At the JISC Learning Resources one day conference. Tish Roberts is giving the introduction (standing in for Sarah Porter – sickness has also hit organsiers Lou McGill and Sarah Knight).

The Learning Resources and Activities area from JISC is fairly broad and overlaps with the digital resources area – the jiscinfonet site has gathered some of the reports together which sounds useful. The structure for the day involves repeated workshops followed by a panel with the intention to help JISC get focus.

Tish led into Allison Littlejohn’s keynote. Allison is presenting on the collective use of Learning Resources. She framed her work in terms of the the CLAX report and made the connection with the free way we share academic knowledge but less certain bout sharing learning. She brought up the idea of collective learning (the wisdom of crowds) with a key element being the “charting” of work. This was described as the next development from collaborative leearning. Allison seems e on the letter C – consumption – connection – contribution – collective – charting. The example she used was from the DIDET project – I think I remember this as part of the NSF/JISC work. Using a wiki to support design-based learning.

The next part of the talk was about the competency based approach (Skills for Scotland Report, 2007). This sounds a lot like the work of the TENCompetence project with chances to plan your own path through material.

Charting is “The actions of learners planning their own learning paths”. Dynamically changing plans. Differs from competence based as goals can be personal. At this point Allison cited the learner traces work of TENCompetence and older work by Phil Candy on autodidaxy. A new reference for me is Collins “The periodic table of expertise” – I have a feeling that Grainne may like a book with that table.

This area of charting fits well with how we might use learning paths in OpenLearn. As a way to pass expert use to novice use. The basis for pushing this forward was described.

In the questions covered the design connections, the link with work-based learning, the challenge of matching assessment programmes. Allison mentioned the OU as a model for the way the Caledonian Academy can move – and draw together teaching and research. Technology v pedagogy which is the lead. Business productivity value tends to lead to group work while the individual value system of universities. Allison replied with a plea to change from easy to measure metrics and more to listening to what employers value. What is needed is a mix of personal with collective learning. The answer should be diversity in university – employability can be a goal for e.g. Glasgow Caledonia v St Andrews say where they are a selecting university rather than a recruiting university.

Steve Draper pointed out that team work in business is driven by the varied skills required and practicality that means individuals hold on to knowledge. While academic collaboration for learning tends to require disagreement and then indivdual work that advances each person as an individual. This different form of intellectual team work is rare and teams of similar people – Tom Carey at Waterloo however has success in genuinely building interdiscipliniary teams. Hmm – will this point of “disagreement” advance both Steve and Allison. Though, of course, in practice Allison didn’t disagree completely with Steve.

David Kernohan & Neil Jacobs

They talked about the desk study carried out by a group of consultants. Seb Schmoller ran a workshop about this report at the OpenLearn. The desk study essentially reviewed many outputs from JISC and drew together some conclusions. The key ones picked out – that large scale sharing not happening, and the lack of knowledge of user requirements.

Concerns listed were cultural and IPR (perhaps a misconception according to David).

Cultural – attribution, web2.0 (push), institutional change towards sharing.

IPR – A legal “minefield” (or not) leads to lack of involvement, Trust, Policy in institutions (at the OU at least this is relatively clear for staff produced material the OU ownership is settled, some of the other points about student produced material I am less sure about).

Pedagogic issues were seen as less well addressed by the report – though there was the comment about looking for com ‘delivery endevour’ to solve the same problem.

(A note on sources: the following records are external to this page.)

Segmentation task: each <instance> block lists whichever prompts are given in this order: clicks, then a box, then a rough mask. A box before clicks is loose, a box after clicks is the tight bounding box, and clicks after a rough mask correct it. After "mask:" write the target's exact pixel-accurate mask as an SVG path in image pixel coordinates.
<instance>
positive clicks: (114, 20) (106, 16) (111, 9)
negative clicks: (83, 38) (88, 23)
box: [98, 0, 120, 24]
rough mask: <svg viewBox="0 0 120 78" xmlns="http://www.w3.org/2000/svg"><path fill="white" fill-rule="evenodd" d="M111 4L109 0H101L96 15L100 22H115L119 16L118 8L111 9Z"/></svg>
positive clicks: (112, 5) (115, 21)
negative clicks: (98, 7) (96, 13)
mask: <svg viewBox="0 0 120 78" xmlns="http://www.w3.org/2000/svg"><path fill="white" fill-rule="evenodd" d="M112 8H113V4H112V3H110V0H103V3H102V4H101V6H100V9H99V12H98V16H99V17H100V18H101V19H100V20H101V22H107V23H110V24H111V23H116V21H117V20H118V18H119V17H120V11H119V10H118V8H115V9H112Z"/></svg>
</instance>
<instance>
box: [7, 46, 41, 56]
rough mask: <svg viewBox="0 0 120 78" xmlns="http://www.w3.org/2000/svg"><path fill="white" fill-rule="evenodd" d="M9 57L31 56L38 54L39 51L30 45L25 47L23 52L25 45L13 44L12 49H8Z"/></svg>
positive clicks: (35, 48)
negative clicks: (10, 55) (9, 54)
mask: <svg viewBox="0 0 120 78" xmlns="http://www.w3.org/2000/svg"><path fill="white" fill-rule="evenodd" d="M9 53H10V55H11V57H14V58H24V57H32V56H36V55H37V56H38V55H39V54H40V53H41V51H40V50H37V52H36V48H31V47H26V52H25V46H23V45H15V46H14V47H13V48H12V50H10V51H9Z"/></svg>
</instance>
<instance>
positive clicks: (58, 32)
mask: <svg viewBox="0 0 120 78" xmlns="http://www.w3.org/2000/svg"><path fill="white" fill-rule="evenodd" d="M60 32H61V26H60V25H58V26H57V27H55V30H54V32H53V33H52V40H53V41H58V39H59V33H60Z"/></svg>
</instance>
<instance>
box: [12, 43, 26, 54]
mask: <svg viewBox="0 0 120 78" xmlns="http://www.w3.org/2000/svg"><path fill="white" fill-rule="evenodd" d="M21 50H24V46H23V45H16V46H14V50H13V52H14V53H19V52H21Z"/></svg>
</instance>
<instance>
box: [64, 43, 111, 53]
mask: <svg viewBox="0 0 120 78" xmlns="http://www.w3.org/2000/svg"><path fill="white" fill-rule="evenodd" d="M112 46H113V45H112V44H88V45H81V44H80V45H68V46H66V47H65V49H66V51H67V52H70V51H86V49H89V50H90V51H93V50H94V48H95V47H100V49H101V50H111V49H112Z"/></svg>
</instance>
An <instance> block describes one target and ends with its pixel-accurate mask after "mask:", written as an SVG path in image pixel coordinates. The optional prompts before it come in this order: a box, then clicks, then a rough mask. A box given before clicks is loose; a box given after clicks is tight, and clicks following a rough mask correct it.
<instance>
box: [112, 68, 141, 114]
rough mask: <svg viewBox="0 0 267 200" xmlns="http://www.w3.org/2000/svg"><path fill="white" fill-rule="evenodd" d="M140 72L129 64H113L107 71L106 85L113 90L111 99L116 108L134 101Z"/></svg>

Not sure I entirely agree with the delivery focus, though the shared problem makes sense.

Neil then looked at the organisational and technology issues.

Organisational – mismatch with sharing, policy vacuum, no business case.

Technology – interoperability, push v pull (alerting v resource discovery), format & metadata (this showed the move away from labelling to usage and free text techniques).


The report itself is leading into a briefing paper. Whiteboard for answers to questions.


Jackie from Infornet revisited the web based resource to pull together the reports from the theme. Interesting angle on whether this is push or pull – tags allowed. Images fed from Flickr – could be useful as a set of images to illustrate so Iwill check what the tagging is. The delicious tagging is also in operation under learning.resource.and.activities. This was described as a skeleton resource with links through to project site pages.